Additional Diagnostic Tools

1. Imaging Studies:
   - Cardiac imaging (e.g., echocardiogram) may be performed to assess for cardiomyopathy, particularly in infantile-onset cases.

2. Pulmonary Function Tests:
   - In late-onset cases, pulmonary function tests may be conducted to evaluate respiratory muscle involvement.

Conclusion

The diagnosis of Pompe disease (ICD-10 code E74.02) is multifaceted, relying on clinical presentation, biochemical assays, and genetic testing. Early diagnosis is critical for effective management and treatment, particularly with enzyme replacement therapy, which can significantly improve outcomes for affected individuals. If you suspect Pompe disease, it is essential to consult a healthcare professional for comprehensive evaluation and testing.

Pompe disease, classified under ICD-10 code E74.02, is a rare genetic disorder caused by the deficiency of the enzyme acid alpha-glucosidase (GAA). This deficiency leads to the accumulation of glycogen in the body's cells, particularly affecting muscle and nerve tissues. The treatment approaches for Pompe disease vary based on the age of onset and severity of the condition, but they primarily focus on enzyme replacement therapy (ERT) and supportive care.

Enzyme Replacement Therapy (ERT)

Myozyme and Lumizyme

The cornerstone of treatment for Pompe disease is enzyme replacement therapy, which involves the administration of recombinant human GAA. Two formulations are commonly used:

1. Myozyme: Approved for use in infants and children with infantile-onset Pompe disease. It is administered intravenously and helps to reduce glycogen accumulation in the muscles and improve muscle function[1][2].

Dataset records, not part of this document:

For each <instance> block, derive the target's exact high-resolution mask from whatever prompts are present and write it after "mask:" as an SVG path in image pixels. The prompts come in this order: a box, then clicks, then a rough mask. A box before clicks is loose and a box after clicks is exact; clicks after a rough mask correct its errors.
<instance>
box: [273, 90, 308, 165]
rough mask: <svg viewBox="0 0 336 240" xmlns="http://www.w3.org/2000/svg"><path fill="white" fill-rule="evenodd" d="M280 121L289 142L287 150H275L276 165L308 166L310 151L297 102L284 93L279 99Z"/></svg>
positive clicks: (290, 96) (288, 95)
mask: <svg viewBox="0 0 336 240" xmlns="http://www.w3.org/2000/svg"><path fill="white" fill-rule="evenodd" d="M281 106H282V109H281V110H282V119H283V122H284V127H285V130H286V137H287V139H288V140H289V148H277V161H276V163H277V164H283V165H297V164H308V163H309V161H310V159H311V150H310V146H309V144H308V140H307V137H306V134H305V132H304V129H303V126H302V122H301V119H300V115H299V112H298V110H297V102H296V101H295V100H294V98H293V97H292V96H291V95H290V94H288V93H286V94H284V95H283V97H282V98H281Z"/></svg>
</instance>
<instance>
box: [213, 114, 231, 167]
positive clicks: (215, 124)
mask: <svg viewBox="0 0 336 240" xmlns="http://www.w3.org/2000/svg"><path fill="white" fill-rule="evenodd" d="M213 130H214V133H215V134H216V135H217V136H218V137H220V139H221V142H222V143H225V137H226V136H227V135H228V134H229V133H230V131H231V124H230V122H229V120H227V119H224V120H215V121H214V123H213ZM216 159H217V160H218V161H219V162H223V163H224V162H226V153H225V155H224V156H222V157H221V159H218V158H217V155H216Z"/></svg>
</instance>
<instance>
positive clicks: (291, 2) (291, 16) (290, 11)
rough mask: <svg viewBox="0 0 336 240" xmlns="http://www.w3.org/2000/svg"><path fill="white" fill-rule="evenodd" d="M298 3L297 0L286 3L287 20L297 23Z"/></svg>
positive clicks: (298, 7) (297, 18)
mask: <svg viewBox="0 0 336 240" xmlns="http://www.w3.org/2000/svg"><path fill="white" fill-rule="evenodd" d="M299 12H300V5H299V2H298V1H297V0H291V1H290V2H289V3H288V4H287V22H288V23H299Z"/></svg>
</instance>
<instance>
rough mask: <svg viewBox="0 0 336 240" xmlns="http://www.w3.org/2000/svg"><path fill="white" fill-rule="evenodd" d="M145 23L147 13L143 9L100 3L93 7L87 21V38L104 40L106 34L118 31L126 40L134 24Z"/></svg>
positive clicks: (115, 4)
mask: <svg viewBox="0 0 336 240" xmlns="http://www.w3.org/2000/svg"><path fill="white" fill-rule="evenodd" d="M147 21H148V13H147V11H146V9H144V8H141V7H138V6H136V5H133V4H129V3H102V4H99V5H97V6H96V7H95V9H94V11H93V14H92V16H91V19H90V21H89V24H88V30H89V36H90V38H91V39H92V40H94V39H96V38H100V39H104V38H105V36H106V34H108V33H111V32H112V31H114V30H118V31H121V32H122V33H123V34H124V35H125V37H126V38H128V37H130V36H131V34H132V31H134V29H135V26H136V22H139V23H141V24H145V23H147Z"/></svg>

2. Lumizyme: This formulation is specifically for patients with late-onset Pompe disease. It is also given intravenously and has been shown to improve respiratory function and overall muscle strength in older patients[3][4].

Treatment Regimen

The typical regimen for ERT involves biweekly infusions, with the dosage tailored to the patient's weight and clinical response. Regular monitoring of enzyme levels and clinical symptoms is essential to assess the effectiveness of the treatment and make necessary adjustments[5].

Supportive Care

Physical Therapy

Physical therapy plays a crucial role in managing Pompe disease. It helps maintain muscle strength and function, improve mobility, and enhance the quality of life. Tailored exercise programs can help patients manage fatigue and prevent muscle atrophy[6].

Respiratory Support

As Pompe disease progresses, respiratory muscle weakness can occur, necessitating interventions such as non-invasive ventilation or, in severe cases, tracheostomy. Regular monitoring of respiratory function is vital to ensure timely intervention[7].

Nutritional Support

Patients with Pompe disease may experience feeding difficulties, particularly in infants. Nutritional support, including specialized diets or feeding tubes, may be required to ensure adequate caloric intake and prevent malnutrition[8].

Emerging Therapies

Research is ongoing to explore additional treatment options for Pompe disease, including gene therapy and pharmacological chaperones that may enhance the activity of the residual enzyme. These approaches aim to provide more comprehensive treatment options and improve outcomes for patients with varying degrees of enzyme deficiency[9][10].

Conclusion

The management of Pompe disease under ICD-10 code E74.02 primarily revolves around enzyme replacement therapy, which has significantly improved the prognosis for many patients. Supportive care, including physical therapy, respiratory support, and nutritional management, is also critical in enhancing the quality of life for individuals affected by this condition. Ongoing research into new therapies holds promise for further advancements in treatment options for Pompe disease. Regular follow-up and a multidisciplinary approach are essential to optimize care for patients with this complex disorder.